Saturday, June 1, 2013

Day 1: Dobject's Beach

            I park the bike at the top of the pier, and look out over the shore. Grey ocean. I look to the left. The sand reaches in a straight line for about a mile, which looks like one of those God’s Eye paintings where the landscape and the bare reedy dunes are all sucked into one point, but at the very peak of my vision I can see a minor hesitation in the sand, as it retreats around the corner of the island into a weedy jetty. The sun is about four feet above the horizon, and I can see two colored specks of nylon and jeans some distance away, but I can’t tell who it is.
            I look to the right. A forest looms over the edge of the shore, a few shipwrecked trunks and old trees look like tide pool playgrounds. One is being swallowed by the tide. I’ll go this way: it’s less crowded. I kick the pedal, rise off my seat, and roll onto the sand.
            Everyone is probably going to wonder where I am again. Or maybe not; most of them are out fishing on the island and have probably guessed I’m out biking and listening to music. I was a little embarrassed yesterday when they caught up to me on one of the deserted sand roads near our house yelling Beck lyrics into the Spanish moss and knobby brush. They pulled the golf cart up behind me and probably tailgated me for a few seconds before they honked the horn. No, I’d much rather be out here by myself on the beach away from the mosquitoes in the woods.
            Put your hands on the wheel, let the golden age begin.
            I hear the slow, bright song in my ears.
            Let the window down, feel the moonlight on your skin.
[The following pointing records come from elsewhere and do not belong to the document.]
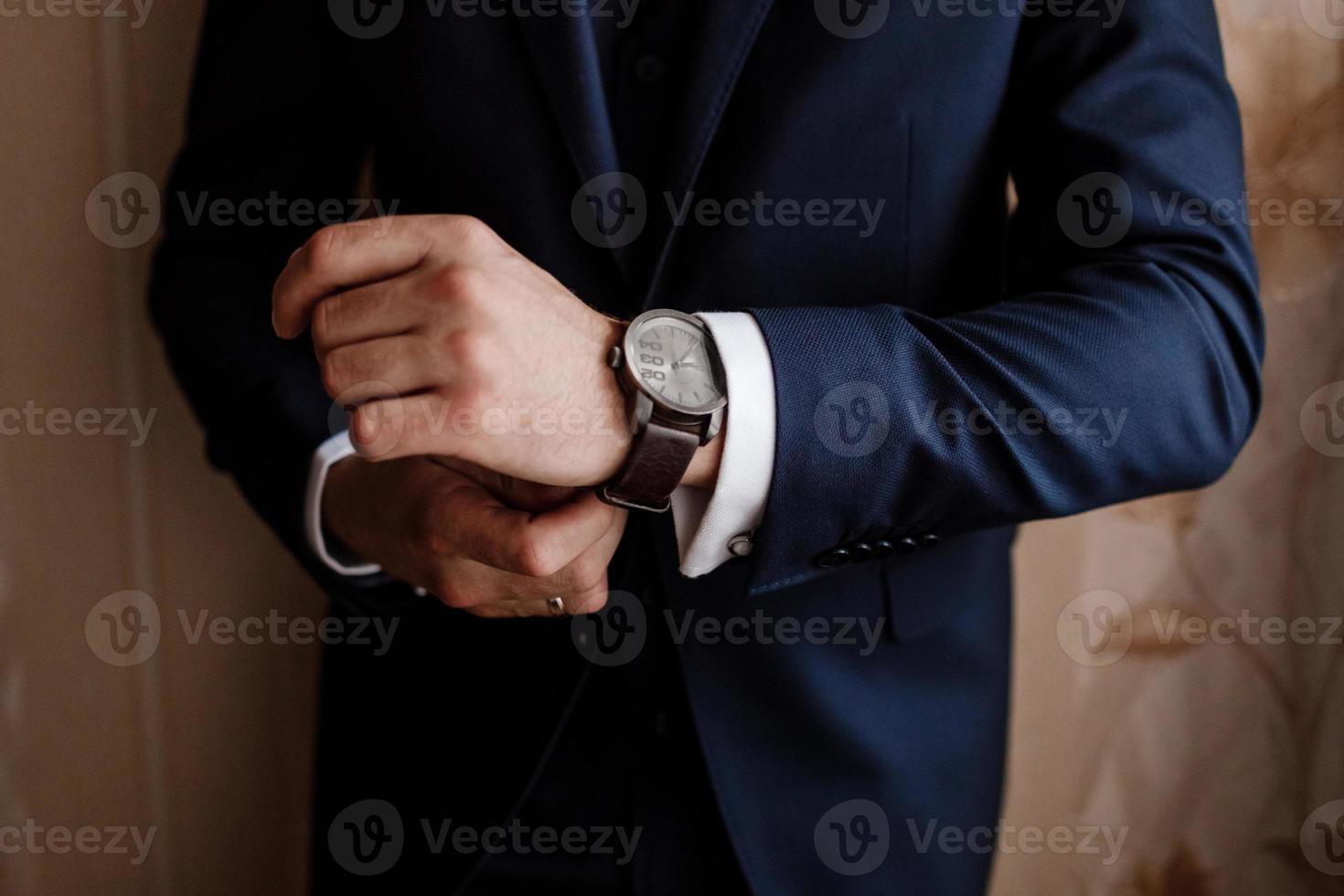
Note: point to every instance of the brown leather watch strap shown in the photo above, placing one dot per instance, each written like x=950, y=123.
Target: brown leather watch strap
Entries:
x=657, y=461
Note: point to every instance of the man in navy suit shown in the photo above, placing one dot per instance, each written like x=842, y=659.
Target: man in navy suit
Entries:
x=795, y=675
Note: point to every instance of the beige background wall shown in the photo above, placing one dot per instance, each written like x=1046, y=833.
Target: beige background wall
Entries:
x=1209, y=756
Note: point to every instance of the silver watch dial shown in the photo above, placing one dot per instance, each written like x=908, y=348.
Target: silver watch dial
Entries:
x=677, y=363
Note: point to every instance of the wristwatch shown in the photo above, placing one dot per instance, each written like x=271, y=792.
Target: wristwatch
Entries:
x=668, y=366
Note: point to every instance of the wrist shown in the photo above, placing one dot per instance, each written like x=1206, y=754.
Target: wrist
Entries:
x=339, y=500
x=705, y=466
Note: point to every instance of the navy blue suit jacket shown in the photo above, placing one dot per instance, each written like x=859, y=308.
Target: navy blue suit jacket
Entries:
x=914, y=338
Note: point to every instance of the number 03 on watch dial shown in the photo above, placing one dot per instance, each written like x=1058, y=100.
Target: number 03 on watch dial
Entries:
x=675, y=363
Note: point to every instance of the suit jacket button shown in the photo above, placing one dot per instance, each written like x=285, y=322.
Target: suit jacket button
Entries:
x=834, y=558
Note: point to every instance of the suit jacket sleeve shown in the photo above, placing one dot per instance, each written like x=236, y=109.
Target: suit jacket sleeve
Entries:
x=268, y=143
x=1163, y=325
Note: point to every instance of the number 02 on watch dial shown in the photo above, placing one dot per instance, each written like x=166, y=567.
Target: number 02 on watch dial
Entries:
x=677, y=364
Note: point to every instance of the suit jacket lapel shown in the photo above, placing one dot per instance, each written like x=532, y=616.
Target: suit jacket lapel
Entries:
x=565, y=55
x=726, y=37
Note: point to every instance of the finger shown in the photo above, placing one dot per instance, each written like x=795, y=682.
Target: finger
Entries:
x=389, y=308
x=403, y=426
x=340, y=257
x=382, y=368
x=534, y=546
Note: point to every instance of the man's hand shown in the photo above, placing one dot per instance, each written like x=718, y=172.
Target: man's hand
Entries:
x=446, y=531
x=446, y=341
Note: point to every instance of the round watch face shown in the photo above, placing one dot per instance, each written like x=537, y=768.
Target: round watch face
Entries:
x=675, y=361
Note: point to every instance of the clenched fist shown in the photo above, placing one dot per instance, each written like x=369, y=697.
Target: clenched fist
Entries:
x=446, y=341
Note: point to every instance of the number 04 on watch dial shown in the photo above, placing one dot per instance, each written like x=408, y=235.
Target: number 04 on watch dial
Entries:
x=677, y=363
x=668, y=364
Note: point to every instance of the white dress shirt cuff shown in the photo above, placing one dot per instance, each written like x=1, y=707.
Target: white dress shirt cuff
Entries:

Let the desert wind cool your achin’ head.
            This is probably the fifth time I’ve been alone out on the island for the past three days, and I’ve been listening to this album on repeat every single day.
            Let the weight of the world drift away instead.
            I lightly swerve around a dead tree half submerged in sand and sharp barnacles. I wonder what everyone back home is doing?
            It’s a treacherous road with a desolated view.
            I hope I don’t meet anyone along the way. I want to sneak a look at all of those empty kayaks hidden under the pier at the end of the island again. The sand was covered in footprints and scuffs, and no one was around.
            There’s distant lights, but they’re far and few.
            Sometimes I see a jogger, or some beachcombers looking for olives on the shell bank near the sea, but I’d rather not wave or smile or anything like I’m passing someone on the street. I like pretending that I’m the only one on this tiny island.
            And the sun don’t shine, even when it’s day.
            Sometimes I’ll find some footprints, or a dog trail in the sand and think, now how did that get here?
            You gotta drive all night, just to feel like you’re OK.
            On the midnight ferry ride over here a few nights ago, I remember looking at the dark water at the head of the boat. It reminded me of a huge flat blacktop.
            These days I barely get by.
            There’s just so much space out there, on the water. I thought I could ride a bike on it if it were solid, and it would be like I was on the floor of some giant airplane hanger hanger.
            I don’t even try.
            I’d like that.


  1. I'm always in awe of your writing, Dobject! So happy you're joining us this year!

  2. Midnight ferry rides are one of the most amazing and scariest things to do. Wonderful writing.